Pa. freezes funding to university

JACOB COLON TTN Students rallied in Harrisburg last February for funding to higher education. A similar rally will take place Jan. 31.

Low state revenues leave 5 percent of Temple’s funding in question.

In light of disappointing state revenue, Temple is facing another cut in state funding.

Pennsylvania Secretary of Revenue Daniel Meuser reported on Jan. 3 that the Commonwealth “General Fund collections total $11.6 billion, which is $486.8 million, or four percent” less than expected. Gov.Tom Corbett’s office anticipated $12.1 billion in revenue halfway through the 2011-12 fiscal year, according to the department.

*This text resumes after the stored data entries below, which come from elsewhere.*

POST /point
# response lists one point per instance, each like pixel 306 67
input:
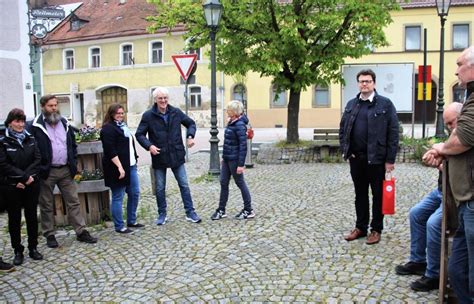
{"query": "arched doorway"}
pixel 114 95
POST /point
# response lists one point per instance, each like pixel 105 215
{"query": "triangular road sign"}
pixel 184 63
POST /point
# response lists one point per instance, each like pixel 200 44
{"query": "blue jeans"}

Keeping to state requirements for a balanced budget, the shortfall resulted in a nearly $160 million state spending freeze from Gov. Corbett’s Budget Office.

Temple saw an estimated 5 percent reduction in state funding, equal to about $7 million.

The freeze will remain in place “until revenue collections improve,” Corbett said in a news release on Jan. 4.

“We have to look at how can we best structure and restructure parts of the university,” Provost Richard Englert said.

Across Temple, financial aid, advising, counseling, security and public safety will not be affected, university communications announced. The university will implement some of the tactics used in response to last year’s budget problems, including hiring freezes, salary freezes for non-union employees and travel restrictions.

“We have a large university. We have lots of reasons for people to travel,” Englert said. “When somebody has the need to travel…that person first sends it to their dean, then I review it. And I have to decide whether it’s something we can support.”

Englert’s office will combine certain positions in response to hiring freezes. Englert declined to specify which positions within the Provost’s Office will be combined.

“I’m not going to say [reductions] are easy to do,” Englert said.

The provost has met with faculty leadership of the various schools and colleges in light of the funding freeze.

Englert cited student graduation timeliness as a strong concern among faculty. The provost will examine at what times and when classes are offered, and will work to ensure that required courses are offered before electives.

“We’re constantly talking, literally every day,” Englert said.

“If the question is ‘Is this a surprise?’ no, this is what [the state does],” said Ken Lawrence, Jr, senior vice president for government, community and public affairs.

Lawrence is also the Temple administration liaison for the Pennsylvania Association of State-related Students. PASS brings together student representatives Lincoln University, Penn State University, University of Pittsburg and Temple to advocate for higher education funding from the Commonwealth. Temple Study Government Vice President of External Affairs Elliot Griffin is currently the PASS executive director.

TSG officers had two conference calls with PASS members since the end of the Fall 2011 semester, and will travel to Lincoln on Jan. 20 for their semester conference.

TSG Student Body President Colin Saltry said that before the group’s Jan. 31 rally in Harrisburg, TSG will host a PASS pep rally in the Student Center atrium on Jan. 24, from 12 p.m. to 2 p.m.

Corbett will make his budget address for the 2012-13 fiscal year on Feb. 7.